Friday, September 2, 2022

Terhenti


Btw, aku lagi suka playlist yaeow di spotify. Bagi yang suka vibe sendu, aku sarankan untuk mendengarkan. Candu banget musiknya. Aku ga terlalu  paham makna yang terkandung dalam lirik lagu, tapi untuk tone musiknya, aku bisa kasi rate 9/10. 

Katanya, jangan lihat progres orang lain. Nikmati aja jalan yang udah ada milik diri sendiri. Setiap orang punya waktunya masih-masing kok, ya tentunya beda-beda. 

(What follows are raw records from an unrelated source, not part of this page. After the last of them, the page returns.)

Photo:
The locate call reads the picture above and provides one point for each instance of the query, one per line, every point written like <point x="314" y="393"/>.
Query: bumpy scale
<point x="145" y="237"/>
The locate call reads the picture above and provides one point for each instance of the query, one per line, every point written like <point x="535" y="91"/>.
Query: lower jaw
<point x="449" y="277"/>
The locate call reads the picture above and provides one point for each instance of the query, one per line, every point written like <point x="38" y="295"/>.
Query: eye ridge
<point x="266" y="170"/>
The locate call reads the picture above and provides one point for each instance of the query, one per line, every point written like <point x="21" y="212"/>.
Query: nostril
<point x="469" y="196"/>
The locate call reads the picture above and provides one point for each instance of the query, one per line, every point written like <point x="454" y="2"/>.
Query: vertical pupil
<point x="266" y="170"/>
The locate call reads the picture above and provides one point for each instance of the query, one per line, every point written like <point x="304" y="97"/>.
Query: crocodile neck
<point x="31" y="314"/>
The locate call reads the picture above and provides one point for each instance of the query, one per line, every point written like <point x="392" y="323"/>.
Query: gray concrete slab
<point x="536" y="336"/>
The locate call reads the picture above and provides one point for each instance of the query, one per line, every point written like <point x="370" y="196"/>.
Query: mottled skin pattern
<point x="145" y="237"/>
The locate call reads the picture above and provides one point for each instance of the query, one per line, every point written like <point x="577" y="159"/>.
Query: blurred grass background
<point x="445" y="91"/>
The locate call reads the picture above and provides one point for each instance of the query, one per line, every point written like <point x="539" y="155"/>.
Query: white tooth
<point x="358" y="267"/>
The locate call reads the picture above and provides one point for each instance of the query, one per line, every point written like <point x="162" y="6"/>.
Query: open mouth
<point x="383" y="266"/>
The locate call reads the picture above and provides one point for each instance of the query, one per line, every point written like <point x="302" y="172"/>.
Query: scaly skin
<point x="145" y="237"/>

Ini ungkapan yang sering dikatakan. Ada yang mengatakan ini sekedar basa-basi, ada juga yang benar-benar. Tapi, lebih sering diungkapkan oleh orang yang sudah pasrah terhadap keadaan. Seperti siapa? ya, seperti aku ini.

Mengeluh. Mengeluh dan mengeluh. So, where my syukur? Aku tanya ke diri sendiri. Lemme tell u, mengapa aku punya pertanyaan ini. 

Beberapa bulan lalu aku ngopi, ditempat biasa, sambil buat tugas dan sambil tunggu adikku pulang sekolah. Selang 10 menit, ada saja pengamen atau pengemis yang datang, banyak metode yang mereka gunakan. Ada yang beruntung dan ada yang  dalam proses menunggu.

"Kenapa mereka memilih jalan ini?" Aku tanya ini pada temanku dan pertanyaan ini pernah juga aku tanya ke kakak iparku.

"Bisa jadi awalnya coba-coba, lalu menguntungkan, maka dilanjutkan atau mereka sudah kehabisan cara dan ini adalah jalan satu-satunya." jawab kakak iparku saat itu.

Posisiku sekarang juga adalah menunggu. Menunggu kepastian dan menenangkan diri. Ini membuatku iri pada mereka yang sedang berprogres. Mengiri di saat aku dipaksa berhenti oleh keadaan. Mungkin 10 tahun kedepan, masalah kali ini adalah masalah yang paling remeh diantara masalah-masalah yang aku hadapi. Untuk saat ini, aku seperti sedang melihat duniaku runtuh. Aku tidak bisa lagi merasa lebih bersyukur dengan membandingkan hidupku dengan hidup si pengamen. Aku sedang merasa tidak baik-baik saja dan hasil rajutanku bertambah banyak saja.

Aku sedang menunda kelulusanku sendiri. Aku sudah tidak tahu lagi titik masalahku. Aku sudah tidak memiliki pendapat untuk diriku sendiri. Aku mengikuti alur yang sengaja dibuat berliku-liku. 

5 stages of grief ku masih depression, belum sampai ke tahap acceptable. Bisa jadi aku akan kembali menghadap jika sudah tiba ke tahap acceptable. Saat itu pasti aku sudah pasrah tingkat dewa meskipun dihantam hingga sekujur tubuhku remuk. Aku tidak suka perasaan menggebu yang terpendam dalam diriku, bagai tak ada hari esok ini. Aku mencintai diriku yang rileks, yang tidak 'dapat' pun masih oke saja. Bukan begini, terburu-buru mengejar langkah mereka-mereka, meskipun aku sadar, langkahku tak sebesar milik mereka. Ah satu lagi, perasaan iri, ini membuatku seperti orang tidak waras. Seharusnya aku tidak perlu iri. Setiap jalan akan ada ujungnya, ujungku beda dengannya.

Mau tau kenapa aku jadi kaku begini? kerja sesuai aturan? sebelum bekerja memastikan diri untuk pelajari SOP terlebih dahulu? karena aku apes. Apes saat aku tidak mengikuti aturan, aku akan terjebak. Aku akan ketahuan. Aku tidak berani curang karena ini.

Aku ini sudah pasrah terhadap keadaan. Ungkapan "...setiap orang memiliki waktu masing-masing." masih saja membal di diriku, tapi makin kesini makin benar saja kata-katanya dan makin jelas saja pembuktiannya.